The 65M202 road map that could have been
Posted: Wed Jun 29, 2022 10:26 pm
The multitude of alternative 65X02s here are looking at what might be now, if only we add this feature or that. My own rabbit hole dive into the 6502 comes from the other direction. What could have been if the computer companies had pushed MOS/WDC/Rockwell/etc. to incrementally improve the 6502 year by year.
To ground this hypothetical in a believable history, lets assume Motorola had said yes to Chuck Peddle instead of no, and that the Motorola 6502 launched in 1975, at $25. Let's assume it was an even bigger hit than the MOS 6502 given Motorola's bigger brand. Let's assume that because of that success, the 68000 project was pushed back a few years, leaving Apple, Commodore, and others with no shiny 32-bit processor to jump to, and instead pushing Motorola to make incremental updates to its 65k line of chips.
The last assumption to this what if is cultural. Back in the 1970s and 1980s the tech industry deeply embraced leapfrog step changes and waterfall design, whereas after the dot-com bubble of the 1990s the tech industry embraced incremental and frequent changes. In the actual Apple timeline, this is evident from the ][ to the /// to the Lisa/Mac. So what if instead the /// was aimed to be a better-but-backward-compatible ][, and the Apple /V or V or V/ still based on the 6502 architecture was the first with windows and a mouse? What would that 65XXX02 look like and what would be the incremental 65X02, 65XX02, etc. chips leading there?
In thinking through this road map, I'm trying to keep to the (mostly) unwritten philosophy of Peddle and Mensch, "just enough, and simple enough."
24 bit addresses
First and foremost, what led me to email Bill Mensch was the question of why it took so long to get more than 16-bit addresses. By 1980 the Apple ][ was shipping with 48k and 64k was not uncommon. Anyone at Apple or Commodore or Intel could have plotted out standard memory sizes in 1977, 1978, and 1979 along with average memory prices and predicted that computers would have more than 64k in the 1980s.

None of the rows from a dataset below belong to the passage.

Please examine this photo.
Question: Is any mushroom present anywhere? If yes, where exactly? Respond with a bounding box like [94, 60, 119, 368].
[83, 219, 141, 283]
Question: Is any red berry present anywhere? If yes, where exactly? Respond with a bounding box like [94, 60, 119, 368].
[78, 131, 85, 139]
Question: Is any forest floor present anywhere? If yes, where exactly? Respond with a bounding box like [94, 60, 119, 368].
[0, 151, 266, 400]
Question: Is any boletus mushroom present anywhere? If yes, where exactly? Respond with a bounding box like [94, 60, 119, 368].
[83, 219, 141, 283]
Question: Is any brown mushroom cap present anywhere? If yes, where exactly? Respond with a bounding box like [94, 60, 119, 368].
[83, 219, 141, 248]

So why wasn't there a 652402 by 1978 with a 24 bit address bus?
The "just enough" first step is to keep the 6502 as 8-bit, with the only change being a 24-bit instruction register. There is space in the opcodes for adding LDA24, ADC24, SBC24, AND24, OR24, EOR24, CMP24, BIT24, INC24, DEC24, ROL24, JMP24, JSR24, and RTS24 all with 24-bit variations. Best of all, it's 100% compatible with the 6502, as all the original opcodes can be unchanged, the lower 64k is unchanged, and the only edge case is ensuring new codes doesn't JSR to old code that will use the old RTS, popping a two byte return address instead of three.

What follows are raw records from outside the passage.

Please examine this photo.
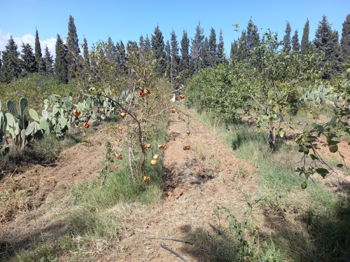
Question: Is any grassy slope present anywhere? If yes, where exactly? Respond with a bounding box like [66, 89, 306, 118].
[198, 111, 350, 261]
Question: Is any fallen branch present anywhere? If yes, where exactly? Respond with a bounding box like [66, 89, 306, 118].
[146, 237, 193, 245]
[160, 244, 188, 262]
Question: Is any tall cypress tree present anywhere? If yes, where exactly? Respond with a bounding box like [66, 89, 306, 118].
[152, 26, 166, 76]
[55, 35, 68, 84]
[200, 37, 210, 69]
[245, 19, 260, 51]
[66, 16, 80, 79]
[165, 41, 173, 80]
[116, 41, 128, 74]
[341, 15, 350, 61]
[292, 30, 300, 52]
[217, 30, 226, 64]
[1, 36, 22, 83]
[44, 46, 53, 75]
[180, 31, 190, 75]
[170, 31, 180, 79]
[236, 31, 249, 60]
[34, 30, 42, 72]
[145, 35, 152, 53]
[191, 23, 204, 73]
[283, 22, 292, 53]
[21, 44, 37, 73]
[230, 40, 238, 60]
[314, 16, 341, 78]
[83, 38, 90, 68]
[301, 19, 310, 53]
[208, 28, 218, 67]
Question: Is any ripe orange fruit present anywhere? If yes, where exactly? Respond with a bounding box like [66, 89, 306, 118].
[183, 146, 191, 150]
[139, 90, 145, 97]
[158, 145, 166, 150]
[143, 176, 151, 182]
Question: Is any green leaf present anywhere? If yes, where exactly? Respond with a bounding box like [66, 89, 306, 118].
[328, 144, 338, 153]
[28, 109, 40, 122]
[300, 181, 307, 189]
[316, 167, 329, 177]
[310, 154, 318, 160]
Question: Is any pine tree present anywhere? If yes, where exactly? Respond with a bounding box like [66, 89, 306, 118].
[34, 30, 42, 72]
[217, 30, 226, 64]
[341, 15, 350, 61]
[145, 35, 152, 53]
[106, 37, 118, 62]
[139, 35, 145, 52]
[66, 16, 80, 79]
[170, 31, 180, 80]
[116, 41, 128, 74]
[283, 22, 292, 53]
[236, 31, 249, 60]
[165, 41, 173, 80]
[44, 47, 53, 75]
[152, 26, 166, 76]
[200, 37, 210, 69]
[314, 16, 341, 78]
[21, 44, 37, 73]
[1, 36, 22, 83]
[292, 30, 300, 52]
[301, 19, 310, 53]
[55, 35, 68, 84]
[230, 40, 238, 60]
[245, 19, 260, 51]
[126, 41, 139, 56]
[83, 38, 90, 68]
[207, 28, 218, 67]
[180, 31, 190, 75]
[191, 23, 204, 73]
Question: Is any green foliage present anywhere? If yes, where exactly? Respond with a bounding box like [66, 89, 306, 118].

Yes, this change requires a DIP-48, and thus breaks the then-industry desire to stop at 40 pins, but eight more pins in exchange for 16MB of flat address space is a good trade off. 16MB was enough to last into the early 1990s, and millions of coding hours would have been saved by the flat address space instead of all the segmentation nonsense.
Multiple of 8
Once we had 24 bit addresses, perhaps that would have woken up the possibility of using multiples of 8 rather than powers of 2 as we grew the rest of the CPU. Step two in my alternative road map would be a 6524M202 followed by the 6524M302 and 6524M402. These are 6502s with M2=16 bit, M3 = 24 bit, and M4 = 32 bit registers.

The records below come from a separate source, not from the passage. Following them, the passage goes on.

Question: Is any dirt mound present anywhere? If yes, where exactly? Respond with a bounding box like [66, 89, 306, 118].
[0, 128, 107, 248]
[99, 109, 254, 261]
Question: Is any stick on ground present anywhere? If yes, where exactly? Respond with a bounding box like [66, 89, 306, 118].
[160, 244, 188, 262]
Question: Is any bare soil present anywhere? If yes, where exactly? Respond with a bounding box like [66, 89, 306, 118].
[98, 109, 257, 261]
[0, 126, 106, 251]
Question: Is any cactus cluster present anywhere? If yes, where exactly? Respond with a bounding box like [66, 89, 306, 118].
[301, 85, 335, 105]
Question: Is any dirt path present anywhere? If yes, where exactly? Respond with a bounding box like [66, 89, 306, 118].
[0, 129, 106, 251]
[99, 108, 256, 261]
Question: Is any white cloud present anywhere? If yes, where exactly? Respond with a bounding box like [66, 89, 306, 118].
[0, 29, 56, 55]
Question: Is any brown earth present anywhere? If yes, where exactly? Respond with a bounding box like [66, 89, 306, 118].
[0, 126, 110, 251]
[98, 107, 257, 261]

Again following "just enough and simple enough", these variations have no new registers, just A, X, and Y, and no new flags. Legacy 6502 and 652402 code would be unchanged as would the behavior of the old opcodes.
To implement the wider registers, I'd take a page from the Z80 and use prefix codes. No prefix and the opcodes are original. Prefix $FF and the immediates, offsets, etc. are 16 bit. Prefix $FE and they are 24 bit. $FD for 32 bit. Save the whole $Fx set of opcodes so this could grow to at least 64 bits and so other novel features can also use a one-byte prefix.
Using prefix codes eliminates any mode switching. Code that needs to process 8-bits at a time can still do that. The data bus could stay at 8-bits until the chip manufacturers moved on en masse from DIPs. External caches could deal with wider computer buses when they were necessary.
Faster interrupts
While quite a few suggested improvements include more registers, my suggestion is to replicate copies of A/X/Y/S/SP/PC. The first just/simple implementation of that is to have a separate set of registers for interrupts. When the 6502 jumps to an IRQ or NMI vector, the second set of registers are active. The RTI switches back.
This change alone seems too small to merit a chip redesign, but it's goes along with the next step in the roadmap, multi-threading.
Multi-threading
If the 6502 were to grow up incrementally as the main CPU family for the Mac, it would inevitably be looked at by the Unix workstation companies too, just as Sun followed the crowd to the 68000 before jumping on the RISC bandwagon with SPARC. Context switching with 32 registers is a very expensive operation. The one advantage of just A/X/Y/S/SP/PC is less context and that advantage only goes up when that context is all on-chip instead of having to be copied to/from the stack.
The 65Tn02 adds multi-threading with just a handful of new instructions. I can post to another thread (sic) if anyone is interested, but in short, a CPU has n copies of the registers. Thread #0 is the historic behavior, thus again not requiring any new modes or flags. Thread #n has its own stack at $n00. Thread n-1 is thread used for interrupts. Thread #1 is the scheduler. A new THR n opcode switches between threads. RFI switches back to the previous thread. WAI jumps back to thread 1 instead of hanging the CPU.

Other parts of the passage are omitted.